Duncan pondered his discovery in silence. Words did not seem adequate. Best to tell Sheeana about this terrible room. As a Reverend Mother, she would know what to do.

Words seemed inadequate. Um...like, who was he going to talk to there at that moment anyway? And if words do not seem adequate, how is he going to tell Mama Sheeana—who will prove wiser than a multi-lifed ghola Mentat—about it? Pantomime? I'd love to be a fly on the properly painted wall for that!

So, really, what purpose does this "chapter" serve? We know the HMs were a nasty lot; did we really need this extra scene to emphasize the point? Or is this all just to set up the funeral (oh so pivotal in itself) to come?

Stay tuned for the answers...which will be negative.

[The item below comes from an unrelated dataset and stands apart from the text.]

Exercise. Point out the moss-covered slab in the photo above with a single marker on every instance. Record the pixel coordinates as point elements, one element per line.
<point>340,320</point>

Damn! Could somebody catch that cat?!

3 Comments:

Anonymous Anonymous said...

IMO this entire chapter is meant to set up an explanation for the orange-flecked eyes of the HMs. Its hinting at the techniques that were used to apparently extract adrenaline to help make'em all crazy and shite.

I, quite frankly, had issues with the whole concept of vast expanses of unoccupied ship just waiting to be explored. I understand the no-ship is rather large, but weren't there entries in the ships systems that identified different use-areas of the various decks? What have they been doing for the last three years?

Has Duncan lost his mentat abilities or something? I mean the average reader, such as myself, quickly put two and two together here and I think most of us surmised the whole adrenaline extraction bit fairly quickly. Duncan has all this data laying out in front of him; isn't it prime computation time?

Honestly, this was one of my least favorite of the pre-released chapters. This entire chapter is something that would have been revealed by Frank in just a couple of sentences IMHO.

6:20 AM, April 17, 2007 
Blogger SandChigger said...

What have they been doing for the last three years?

Evidently precious little...other than giving the ship a stupid name and...building an arboretum for the futars and...watching the spice-making sandworms grow?

Beats me, in other words!

9:46 AM, April 17, 2007 
Anonymous Anonymous said...

Dont forget, it's not just those three years..... That ship was sat on chapterhouse for well over a decade (prior to the decanonisation of the CH:D novel).

You think the BG wouldnt go take a peak upstairs? ESPECIALLY before they put Duncan, Murbella and Scytale in there.

Or that RM's who noticed that the room slanted slightly in heretics would miss a big gaping gap in the structure?